Thanos’ finger snap would have a greater impact if they found a way to make it seem like half the audience disappeared.
Apparently only DC movies can do that.
I can’t take my dog to the pond anymore because the ducks keep attacking him…
Guess that's what I get for buying a pure bread dog…
Two surgeons are in an operating room…
One has a large cut. The second surgeon asks “would you like me to stitch that up for you?” The first surgeon says “no thanks, I’d prefer to close my own wound” The second surgeon replies “suture self”
Three couples check into a hotel for their honeymoons.
The man at the front desk has a game he likes to play. When the first couple checked in, he asked the bride what her job was. She said she was a maid. The man thought to himself "Maids are hot. This guy's going to have a fun honeymoon." When the next couple checked in, he asked the bride the same question. She told him she was a nurse. The man at the front desk thought "nurses are even sexier. This guy's going to get laid." The third couple checked in right after. The same question was asked. The bride said she was a high school teacher. The man behind the desk scoffed. "Teachers are so strict." He thought. "They'll probably go right to bed." Just an hour later, the first groom came down to eat. "Already? I thought you'd be spending the night with your new wife." Said the man "I tried!" Replied the groom. "But she insisted on tidying up the room." Another hour passed, and the second groom came down to get some food. The man asked "What are you doing down here so early?" And the groom said "Every time I tried to have sex with her, she just told me I wasn't clean enough." The man expected the third groom to come down soon, but he never did. He waited for hours and how's. Right near the end of his shift, the man finally saw the third groom come down, looking extremely tired. "There you are!" Said the man. "Did you get enough sleep?" "I never slept." Replied the groom. "My wife kept saying "We're going to do this again and again until you get it right."
What do you call a fat psychic?
A four-chin teller.
How did Jesus stay so ripped?
Pontius Pilates and CrossFit
Last night I dreamt I was a muffler
I woke up exhausted
Why isn’t PI fun at parties?
He just goes on forever
I’ve just been stopped in the street by a lady conducting a survey.
She asked me what i knew about dwarfs…….I said "very little."
Picture this: A pandemic is unleashed by ticks that live on and around the mouths of alpacas.
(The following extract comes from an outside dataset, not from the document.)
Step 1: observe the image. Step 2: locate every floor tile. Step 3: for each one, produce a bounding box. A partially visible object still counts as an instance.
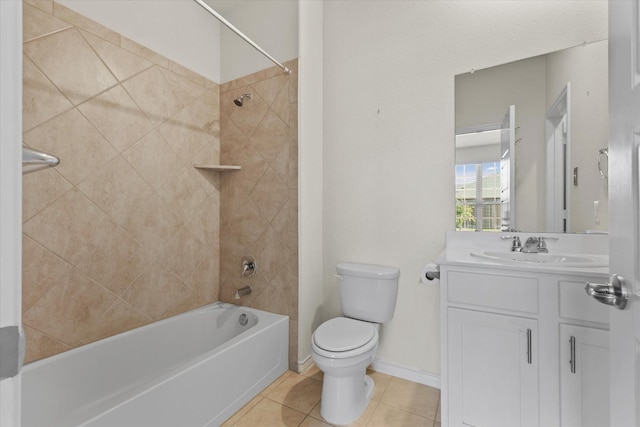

Global chaos ensues. The disease wipes out 99% of humanity, and the desperate survivors are forced to live in a post-alpaca lip tick wasteland.
Did you hear about the restaurant on the moon?
Great food, no atmosphere.
My wife thinks I don’t give her enough privacy.
At least that's what she said in her diary.
I’ve fallen in love with a pencil and we’re getting married
I can't wait to introduce my parents to my bride 2B
What’s faster, cold or hot?
Hot, because you can catch a cold.
Who has two thumbs and loves Peter Pan?
Not Captain Hook.
When I was learning to drive, my driving instructor told me that I should wear a seatbelt because if I were to crash, the force could throw me out of the car.
I can’t believe that the fool thinks Star Wars is real.
I spent a summer working on a rabbit farm…
It was a hare raising experience…
My bald dad commented on my hair earlier.
He said I had hair like an emo. He wasn’t too happy when I said he had hair like a chemo.
My wife just gave birth today and after thanking the doctor, I pulled him aside and sheepishly asked, “How soon do you think we’ll be able to have sex?”
He winked at me and said: “I’m off duty in 10 minutes – meet me in the car park.”
I dig, You dig, He digs, She digs, We dig, They dig.